Korea’s share in Chinese chips imports drops by 5.5% points

Posted April. 26, 2022 08:20,   

Updated April. 26, 2022 08:20

한국어

The share of Korean exports in China’s semiconductor market has been reduced since Washington slapped sanctions against Beijing.

The Federation of Korean Industries announced Monday that Korea’s share in the Chinese semiconductor imports has fallen by 5.5 percentage points from 2018 to 2021. The fall was even more drastic than that of America’s (fallen by 0.3 percentage points), the architect of the anti-Chinese sanctions. By contrast, the shares of other exporters in Asia rose compared to the pre-sanctions era as indicated by Taiwan (by 4.4 percentage points), Japan (1.8 percentage points), and six ASEAN countries (0.4 percentage point).

From April 2019 to September 2020, the U.S. Department of Commerce put Huawei and SMIC on a trade blacklist over four times, blocking their supplies of semiconductors produced by using American software and equipment.

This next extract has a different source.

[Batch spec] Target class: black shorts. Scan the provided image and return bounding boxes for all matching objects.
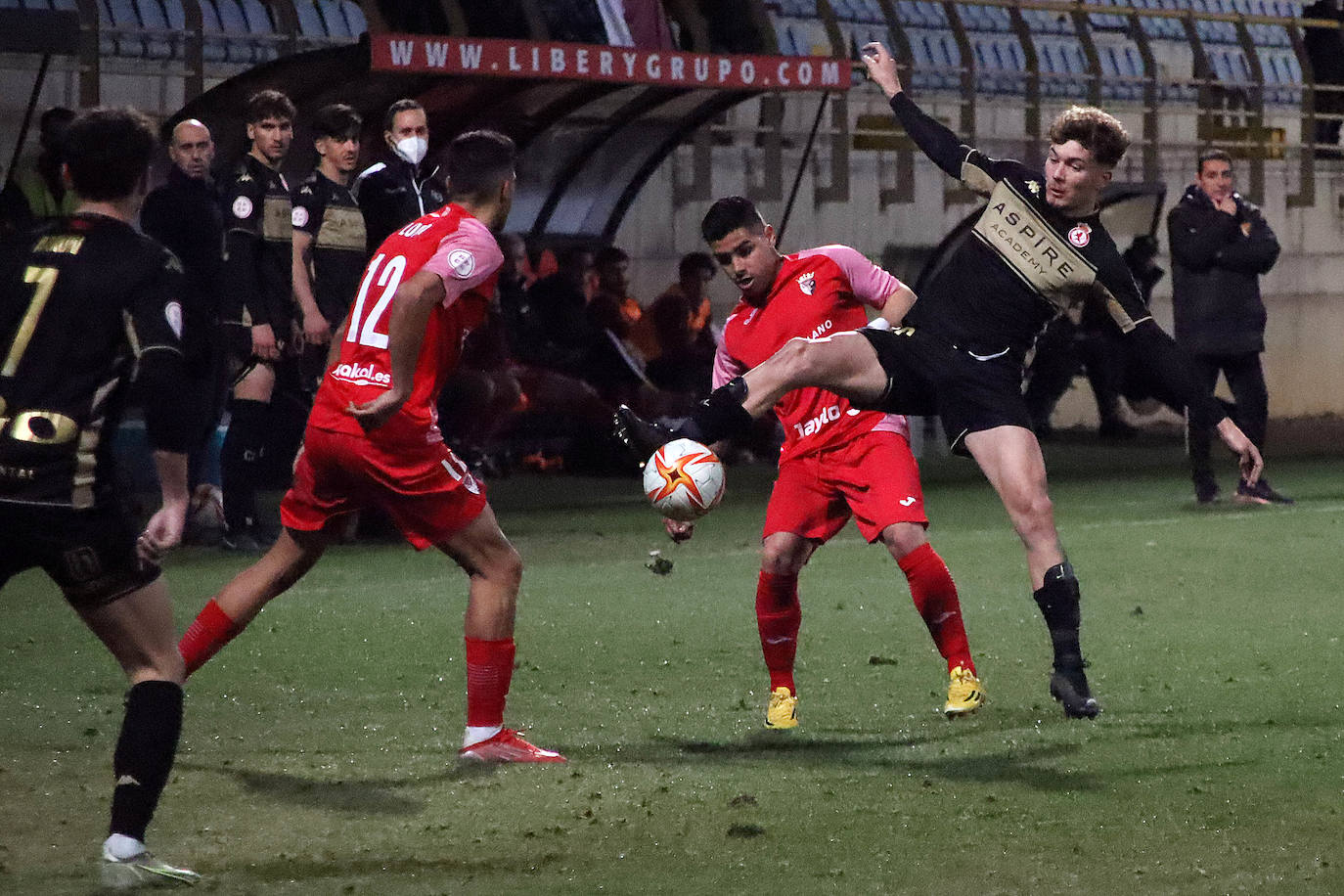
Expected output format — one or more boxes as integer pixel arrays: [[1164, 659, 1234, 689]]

Compared to 2018, the size of China’s semiconductor imports swelled by 37.2 percent last year. Chinese imports increased by 6.5 percent, but the rise was meager compared to the growth of the Taiwanese or Japanese imports (by 57.4 and 34.8 percent, respectively).

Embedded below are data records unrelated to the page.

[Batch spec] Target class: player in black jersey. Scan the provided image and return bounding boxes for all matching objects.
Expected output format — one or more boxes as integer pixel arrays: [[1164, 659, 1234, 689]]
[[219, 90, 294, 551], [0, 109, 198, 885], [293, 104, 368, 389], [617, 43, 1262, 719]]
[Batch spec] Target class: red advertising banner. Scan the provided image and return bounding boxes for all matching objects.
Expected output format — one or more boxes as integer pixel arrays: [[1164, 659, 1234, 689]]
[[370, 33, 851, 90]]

The biggest contributor to the fall in Korea’s share in the Chinese imports was American’s sanctions, which prevented Korean companies from supplying for Huawei. As of 2019 when the sanctions began to be imposed, the shares of Huawei in Samsung Electronics’ and SK Hynix’s revenues stood at 3.2 percent (about 7.37 trillion won) and 11.4 percent (about 3 trillion won).